She was eager in his praise, she would have delighted to show him to her new friend.
"You and he were both born at Glen Forest?" Lyttleton one day remarked, inquiringly.
"No; only I," Marian said, a slightly troubled look coming into her eyes; "I and the brothers and sisters who died very young. Kenneth is many years older, and it was when he was a babe that my parents came here to live."
"Ah? and where did they live before that? where was Kenneth born?"
"Somewhere in eastern Tennessee; I cannot tell you exactly, for there was no town, no settlement, just my father's cabin in a little clearing he had made in the forest, and another, a neighbor's, half a mile away."
Marian spoke hastily, with half-averted face and a perceptible shudder.
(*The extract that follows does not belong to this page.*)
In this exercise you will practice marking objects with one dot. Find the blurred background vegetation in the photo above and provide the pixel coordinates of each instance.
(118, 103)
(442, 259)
"Why that shudder, my sweet girl?" he asked, gently pressing her hand, which he had taken in his.
"I was thinking of the terrible occurrence that led my father and mother to abandon the spot," she said in low, tremulous tones; "an attack by the Indians in which several were killed. It is scarcely ever alluded to in the family and I never heard the full particulars."
"Then we will speak no more of it," he said, and began to talk of other things.
Some days later they were again alone together; they had been climbing the hills till quite weary, and were now resting, seated side by side upon a fallen tree, within sight of Glen Forest, the pretty mountain stream that flowed past it singing and dancing almost at their very feet.